Avatar – to be determined
Adapted from the popular cartoon of the same name, Avatar: The Last Airbender is going for its second live-action remake after director M. Night Shyamalan’s ill-fated 2010 attempt.
The anime-influenced original series followed 12-year-old Aang, who, after spending 100 years frozen in ice, became the last “airbender” – one of four telekinetic groups who control a different fundamental element – responsible for saving the world.
The series features a slew of Canadian talent, from British Columbia’s Gordon Cormier as Aang, and Kiawentiio (the young leader of Tracey Deer’s Beans) with fellow senior, Katara, for Kim’s Convenience Patriarch Paul Sun-Hyung Lee as the adorable Uncle Iroh.
There’s no release date – other than an upbeat “soon” from Netflix. And the series itself is not without controversy: the original creators cut ties with the adaptation in 2020 due to creative differences.
Leave the one on the right in — October 9
Another story that has been adapted, re-adapted and adapted again is here. Leave the one on the right in began life as a Swedish novel by John Ajvide Lindqvist, before finding a second life as a haunting film also written by Lindqvist.

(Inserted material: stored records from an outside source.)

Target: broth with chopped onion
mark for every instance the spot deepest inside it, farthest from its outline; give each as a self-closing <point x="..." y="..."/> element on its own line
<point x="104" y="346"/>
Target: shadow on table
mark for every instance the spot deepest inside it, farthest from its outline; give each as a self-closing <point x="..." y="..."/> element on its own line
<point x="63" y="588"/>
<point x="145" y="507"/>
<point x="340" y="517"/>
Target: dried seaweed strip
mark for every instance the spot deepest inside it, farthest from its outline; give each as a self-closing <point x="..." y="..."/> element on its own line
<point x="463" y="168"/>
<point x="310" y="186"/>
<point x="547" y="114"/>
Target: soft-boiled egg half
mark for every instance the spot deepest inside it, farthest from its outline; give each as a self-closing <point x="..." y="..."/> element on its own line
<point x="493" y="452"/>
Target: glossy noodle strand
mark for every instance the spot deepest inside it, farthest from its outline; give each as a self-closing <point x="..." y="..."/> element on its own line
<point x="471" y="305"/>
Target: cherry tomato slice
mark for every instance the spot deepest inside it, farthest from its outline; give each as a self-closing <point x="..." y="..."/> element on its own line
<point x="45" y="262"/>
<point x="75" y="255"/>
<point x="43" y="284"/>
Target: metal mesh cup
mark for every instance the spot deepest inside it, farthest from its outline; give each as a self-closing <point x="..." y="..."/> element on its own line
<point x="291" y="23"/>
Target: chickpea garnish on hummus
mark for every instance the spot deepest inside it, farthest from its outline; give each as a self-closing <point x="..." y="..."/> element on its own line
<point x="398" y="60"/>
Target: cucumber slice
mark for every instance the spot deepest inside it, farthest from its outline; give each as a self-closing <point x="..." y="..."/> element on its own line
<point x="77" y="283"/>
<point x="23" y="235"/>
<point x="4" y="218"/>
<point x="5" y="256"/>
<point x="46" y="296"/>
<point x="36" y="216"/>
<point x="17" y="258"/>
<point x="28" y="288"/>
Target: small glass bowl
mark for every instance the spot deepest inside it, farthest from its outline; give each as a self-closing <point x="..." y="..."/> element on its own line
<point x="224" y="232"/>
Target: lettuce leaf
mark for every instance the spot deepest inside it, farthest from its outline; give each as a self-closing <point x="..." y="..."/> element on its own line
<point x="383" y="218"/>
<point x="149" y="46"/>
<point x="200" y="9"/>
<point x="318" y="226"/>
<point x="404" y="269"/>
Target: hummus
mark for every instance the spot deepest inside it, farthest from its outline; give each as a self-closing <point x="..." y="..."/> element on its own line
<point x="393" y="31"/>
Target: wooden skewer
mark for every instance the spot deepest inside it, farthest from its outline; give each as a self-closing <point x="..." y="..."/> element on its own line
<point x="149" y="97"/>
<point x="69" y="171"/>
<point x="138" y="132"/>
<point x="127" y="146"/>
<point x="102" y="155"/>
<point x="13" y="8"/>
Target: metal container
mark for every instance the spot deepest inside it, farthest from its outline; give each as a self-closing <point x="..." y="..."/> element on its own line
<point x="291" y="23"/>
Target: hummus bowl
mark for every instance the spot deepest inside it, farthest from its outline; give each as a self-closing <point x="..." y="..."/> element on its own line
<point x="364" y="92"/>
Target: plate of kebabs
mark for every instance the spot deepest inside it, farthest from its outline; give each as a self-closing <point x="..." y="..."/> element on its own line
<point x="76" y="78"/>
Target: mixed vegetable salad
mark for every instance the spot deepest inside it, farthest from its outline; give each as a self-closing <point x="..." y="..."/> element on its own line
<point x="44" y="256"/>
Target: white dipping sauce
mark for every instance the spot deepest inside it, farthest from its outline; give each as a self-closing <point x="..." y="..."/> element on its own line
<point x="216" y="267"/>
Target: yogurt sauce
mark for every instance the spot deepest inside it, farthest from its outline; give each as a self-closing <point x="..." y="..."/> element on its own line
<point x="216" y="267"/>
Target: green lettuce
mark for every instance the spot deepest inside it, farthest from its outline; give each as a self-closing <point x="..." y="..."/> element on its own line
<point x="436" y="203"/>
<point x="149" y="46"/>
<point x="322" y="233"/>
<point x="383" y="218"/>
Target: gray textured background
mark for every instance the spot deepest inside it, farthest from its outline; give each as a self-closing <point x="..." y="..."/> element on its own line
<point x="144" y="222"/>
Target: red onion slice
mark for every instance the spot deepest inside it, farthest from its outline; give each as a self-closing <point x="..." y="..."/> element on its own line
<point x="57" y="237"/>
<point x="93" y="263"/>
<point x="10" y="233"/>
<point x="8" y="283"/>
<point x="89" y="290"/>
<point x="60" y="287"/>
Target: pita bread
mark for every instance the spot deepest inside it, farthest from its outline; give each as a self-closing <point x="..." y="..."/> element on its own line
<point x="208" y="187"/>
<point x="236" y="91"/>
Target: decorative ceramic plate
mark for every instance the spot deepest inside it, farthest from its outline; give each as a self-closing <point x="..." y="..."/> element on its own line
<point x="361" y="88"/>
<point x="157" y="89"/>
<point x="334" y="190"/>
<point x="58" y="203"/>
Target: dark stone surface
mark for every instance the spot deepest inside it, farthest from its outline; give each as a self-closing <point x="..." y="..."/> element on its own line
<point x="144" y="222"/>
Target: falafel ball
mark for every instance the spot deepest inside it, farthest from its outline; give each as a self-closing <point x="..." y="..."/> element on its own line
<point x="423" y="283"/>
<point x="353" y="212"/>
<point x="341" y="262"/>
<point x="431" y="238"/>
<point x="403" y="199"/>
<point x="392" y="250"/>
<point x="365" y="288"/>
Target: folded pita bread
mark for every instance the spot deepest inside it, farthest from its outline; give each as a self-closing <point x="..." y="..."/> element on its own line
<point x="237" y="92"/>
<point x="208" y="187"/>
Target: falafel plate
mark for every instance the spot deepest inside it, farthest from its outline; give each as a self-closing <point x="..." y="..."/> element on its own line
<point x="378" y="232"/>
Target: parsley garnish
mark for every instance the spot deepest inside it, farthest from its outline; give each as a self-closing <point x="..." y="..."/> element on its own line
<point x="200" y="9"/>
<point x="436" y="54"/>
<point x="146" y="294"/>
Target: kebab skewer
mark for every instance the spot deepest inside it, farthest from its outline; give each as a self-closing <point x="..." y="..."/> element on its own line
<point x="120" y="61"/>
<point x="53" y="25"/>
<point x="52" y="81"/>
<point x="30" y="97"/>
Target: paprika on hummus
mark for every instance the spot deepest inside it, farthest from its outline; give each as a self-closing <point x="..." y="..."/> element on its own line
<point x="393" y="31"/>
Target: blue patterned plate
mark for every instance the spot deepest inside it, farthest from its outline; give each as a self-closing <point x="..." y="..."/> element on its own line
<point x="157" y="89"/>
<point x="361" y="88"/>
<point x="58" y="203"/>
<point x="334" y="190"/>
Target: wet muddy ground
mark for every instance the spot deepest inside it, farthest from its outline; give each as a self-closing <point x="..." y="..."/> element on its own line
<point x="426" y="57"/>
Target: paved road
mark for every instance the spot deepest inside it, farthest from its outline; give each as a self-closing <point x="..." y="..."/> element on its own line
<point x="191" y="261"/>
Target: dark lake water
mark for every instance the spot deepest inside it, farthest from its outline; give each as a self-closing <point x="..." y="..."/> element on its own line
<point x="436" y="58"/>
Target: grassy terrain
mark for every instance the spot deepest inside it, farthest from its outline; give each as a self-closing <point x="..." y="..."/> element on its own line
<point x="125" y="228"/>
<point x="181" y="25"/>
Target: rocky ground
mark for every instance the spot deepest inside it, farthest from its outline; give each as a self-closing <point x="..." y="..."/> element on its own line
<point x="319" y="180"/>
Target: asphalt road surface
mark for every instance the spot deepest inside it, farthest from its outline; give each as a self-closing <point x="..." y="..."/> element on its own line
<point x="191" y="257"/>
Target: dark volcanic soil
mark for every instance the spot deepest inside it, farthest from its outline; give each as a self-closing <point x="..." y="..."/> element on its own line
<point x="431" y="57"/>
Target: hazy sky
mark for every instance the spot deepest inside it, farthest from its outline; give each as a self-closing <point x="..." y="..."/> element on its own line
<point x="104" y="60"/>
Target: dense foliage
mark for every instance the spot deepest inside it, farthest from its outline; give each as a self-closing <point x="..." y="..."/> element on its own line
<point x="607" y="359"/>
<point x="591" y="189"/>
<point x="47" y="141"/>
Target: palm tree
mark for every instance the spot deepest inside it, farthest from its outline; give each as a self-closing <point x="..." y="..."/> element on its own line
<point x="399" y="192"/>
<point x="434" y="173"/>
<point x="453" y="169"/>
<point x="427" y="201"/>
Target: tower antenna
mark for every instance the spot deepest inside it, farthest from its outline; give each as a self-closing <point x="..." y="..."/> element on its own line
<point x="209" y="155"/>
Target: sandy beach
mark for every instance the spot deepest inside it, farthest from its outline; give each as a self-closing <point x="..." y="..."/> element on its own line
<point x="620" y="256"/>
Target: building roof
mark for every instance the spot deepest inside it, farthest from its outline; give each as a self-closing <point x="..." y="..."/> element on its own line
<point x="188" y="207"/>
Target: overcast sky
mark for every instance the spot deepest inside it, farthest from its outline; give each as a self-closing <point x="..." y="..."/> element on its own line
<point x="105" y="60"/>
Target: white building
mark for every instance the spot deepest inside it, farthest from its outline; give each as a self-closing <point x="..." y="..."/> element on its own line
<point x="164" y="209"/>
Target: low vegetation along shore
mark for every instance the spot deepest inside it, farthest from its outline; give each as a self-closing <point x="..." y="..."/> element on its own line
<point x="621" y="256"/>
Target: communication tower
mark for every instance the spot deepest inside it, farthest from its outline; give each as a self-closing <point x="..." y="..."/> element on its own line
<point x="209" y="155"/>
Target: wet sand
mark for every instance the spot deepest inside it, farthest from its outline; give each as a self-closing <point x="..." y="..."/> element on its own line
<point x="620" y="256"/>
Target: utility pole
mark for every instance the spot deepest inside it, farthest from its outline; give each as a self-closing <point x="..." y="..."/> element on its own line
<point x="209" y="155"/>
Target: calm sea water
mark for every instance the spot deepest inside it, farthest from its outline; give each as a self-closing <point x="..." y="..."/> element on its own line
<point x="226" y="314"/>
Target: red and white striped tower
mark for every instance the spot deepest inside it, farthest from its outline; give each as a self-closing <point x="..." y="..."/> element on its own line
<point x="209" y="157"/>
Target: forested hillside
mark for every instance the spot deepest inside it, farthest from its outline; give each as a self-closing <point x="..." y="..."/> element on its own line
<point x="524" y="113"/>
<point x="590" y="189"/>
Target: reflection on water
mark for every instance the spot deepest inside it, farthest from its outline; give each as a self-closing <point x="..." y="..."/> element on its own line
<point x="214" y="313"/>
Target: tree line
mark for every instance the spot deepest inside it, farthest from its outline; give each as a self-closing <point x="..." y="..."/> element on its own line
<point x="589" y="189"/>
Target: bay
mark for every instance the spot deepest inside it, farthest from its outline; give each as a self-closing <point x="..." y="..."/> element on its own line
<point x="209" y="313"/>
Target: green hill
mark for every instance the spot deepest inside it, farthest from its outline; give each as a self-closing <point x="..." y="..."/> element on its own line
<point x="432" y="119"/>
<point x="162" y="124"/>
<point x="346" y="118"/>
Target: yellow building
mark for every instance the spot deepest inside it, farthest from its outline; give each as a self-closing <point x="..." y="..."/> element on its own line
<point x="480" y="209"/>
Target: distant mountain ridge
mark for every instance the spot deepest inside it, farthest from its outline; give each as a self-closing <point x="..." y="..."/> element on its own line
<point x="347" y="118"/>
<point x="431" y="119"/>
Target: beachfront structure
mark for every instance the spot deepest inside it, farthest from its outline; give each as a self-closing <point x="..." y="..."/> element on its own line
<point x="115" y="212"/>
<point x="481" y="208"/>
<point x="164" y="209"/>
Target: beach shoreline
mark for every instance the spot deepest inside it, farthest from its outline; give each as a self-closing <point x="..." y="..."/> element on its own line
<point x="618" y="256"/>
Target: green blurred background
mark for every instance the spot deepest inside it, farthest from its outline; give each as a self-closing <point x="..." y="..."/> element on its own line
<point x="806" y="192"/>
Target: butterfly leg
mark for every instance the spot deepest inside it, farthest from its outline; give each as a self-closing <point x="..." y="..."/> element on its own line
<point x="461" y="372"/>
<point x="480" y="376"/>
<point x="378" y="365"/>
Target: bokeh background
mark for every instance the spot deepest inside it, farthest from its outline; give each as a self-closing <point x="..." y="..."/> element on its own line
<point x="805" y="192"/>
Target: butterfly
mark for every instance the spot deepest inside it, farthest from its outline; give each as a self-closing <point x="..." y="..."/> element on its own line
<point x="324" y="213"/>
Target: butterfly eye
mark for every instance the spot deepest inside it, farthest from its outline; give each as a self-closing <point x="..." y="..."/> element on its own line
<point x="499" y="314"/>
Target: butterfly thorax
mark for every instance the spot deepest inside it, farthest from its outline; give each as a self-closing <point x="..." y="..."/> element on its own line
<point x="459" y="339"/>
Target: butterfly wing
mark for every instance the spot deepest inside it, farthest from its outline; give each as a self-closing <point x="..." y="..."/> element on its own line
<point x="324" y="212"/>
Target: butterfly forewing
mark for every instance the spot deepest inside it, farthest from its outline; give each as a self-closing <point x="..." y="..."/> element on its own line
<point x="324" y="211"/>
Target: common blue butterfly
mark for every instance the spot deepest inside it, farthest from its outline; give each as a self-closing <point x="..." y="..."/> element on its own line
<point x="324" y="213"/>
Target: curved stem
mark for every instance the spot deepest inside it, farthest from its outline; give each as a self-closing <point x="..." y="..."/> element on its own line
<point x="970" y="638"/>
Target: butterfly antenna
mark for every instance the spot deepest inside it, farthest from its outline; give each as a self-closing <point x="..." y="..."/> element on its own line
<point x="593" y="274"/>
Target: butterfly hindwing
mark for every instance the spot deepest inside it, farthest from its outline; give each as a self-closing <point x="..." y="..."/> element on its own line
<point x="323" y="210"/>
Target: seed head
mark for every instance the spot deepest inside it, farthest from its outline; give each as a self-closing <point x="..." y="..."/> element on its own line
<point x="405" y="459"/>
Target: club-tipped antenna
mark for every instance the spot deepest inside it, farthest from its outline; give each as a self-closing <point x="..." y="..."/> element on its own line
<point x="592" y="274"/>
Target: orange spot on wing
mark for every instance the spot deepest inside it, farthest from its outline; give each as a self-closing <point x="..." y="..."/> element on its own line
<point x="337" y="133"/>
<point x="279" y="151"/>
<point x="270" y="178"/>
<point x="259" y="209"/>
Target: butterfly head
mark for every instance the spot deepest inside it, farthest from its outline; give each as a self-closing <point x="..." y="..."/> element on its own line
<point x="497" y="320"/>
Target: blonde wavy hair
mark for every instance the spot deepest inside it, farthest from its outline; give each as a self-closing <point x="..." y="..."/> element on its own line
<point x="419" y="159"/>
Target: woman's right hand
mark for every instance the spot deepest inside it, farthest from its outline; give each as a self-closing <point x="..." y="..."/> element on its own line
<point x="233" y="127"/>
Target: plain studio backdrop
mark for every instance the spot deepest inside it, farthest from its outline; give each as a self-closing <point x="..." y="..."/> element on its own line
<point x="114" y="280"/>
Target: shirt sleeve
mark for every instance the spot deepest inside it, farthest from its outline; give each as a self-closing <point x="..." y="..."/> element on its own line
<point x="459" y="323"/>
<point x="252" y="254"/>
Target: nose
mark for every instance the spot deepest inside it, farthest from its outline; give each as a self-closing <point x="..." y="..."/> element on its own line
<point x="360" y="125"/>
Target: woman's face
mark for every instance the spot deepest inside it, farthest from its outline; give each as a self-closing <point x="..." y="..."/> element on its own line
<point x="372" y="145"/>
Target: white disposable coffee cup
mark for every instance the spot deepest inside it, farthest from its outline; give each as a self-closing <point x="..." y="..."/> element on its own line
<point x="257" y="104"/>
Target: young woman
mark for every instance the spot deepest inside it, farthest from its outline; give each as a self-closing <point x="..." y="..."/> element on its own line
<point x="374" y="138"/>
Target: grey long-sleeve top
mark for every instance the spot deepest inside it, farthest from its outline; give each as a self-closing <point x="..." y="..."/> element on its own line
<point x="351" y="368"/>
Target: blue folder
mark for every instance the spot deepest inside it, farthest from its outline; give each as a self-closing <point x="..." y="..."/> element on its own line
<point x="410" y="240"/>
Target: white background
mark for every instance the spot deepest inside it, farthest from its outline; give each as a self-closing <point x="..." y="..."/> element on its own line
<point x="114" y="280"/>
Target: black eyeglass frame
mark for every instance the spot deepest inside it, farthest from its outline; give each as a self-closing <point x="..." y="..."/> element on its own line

This led to another adaptation, called Let me enterfeaturing rising young stars Kodi Smit-McPhee and Chloë Grace Moretz.
As a gory tale of a child-vampire befriending an ostracized and bullied boy, the story proved particularly difficult to adapt – with a morbid twist that was largely omitted from both. film adaptations. The series’ recently released trailer hints at as much gore as the novel, with a heavy emphasis on horror and potential deviations from the original.
1899 – to be determined
From the creators of warped time travel series Dark comes another series from another world: Netflix’s 1899. It follows the passengers of a migrating steamer, the same year, who encounter the long-lost ship Prometheus, apparently adrift deserted in the Atlantic Ocean.
The first two episodes – centered on a mystery introduced by passengers discovering a child alone on board the ship – premiered at this year’s Toronto International Film Festival to mostly positive reviews. It is expected to debut later this year.
English – November 11th
First looks at Emily Blunt’s new western series have been described as everything from violentat offerat “crazy“, and continues the trend of actors on the big screen to take to television for new and daring projects – those that promise perhaps more audiences than the increasingly threatened world of cinema.
Blunt has previous television experience, appearing in the ABC miniseries Empire in 2005. Although English looks completely different. Here the edge of tomorrow The star plays Cornelia Locke, an 1890s Englishwoman seeking revenge for her son’s death.
In a interview with peopleBlunt called the joint Prime Video/BBC production an “epic chase thriller” combined with “a love story that unfolds and reigns supreme through it”.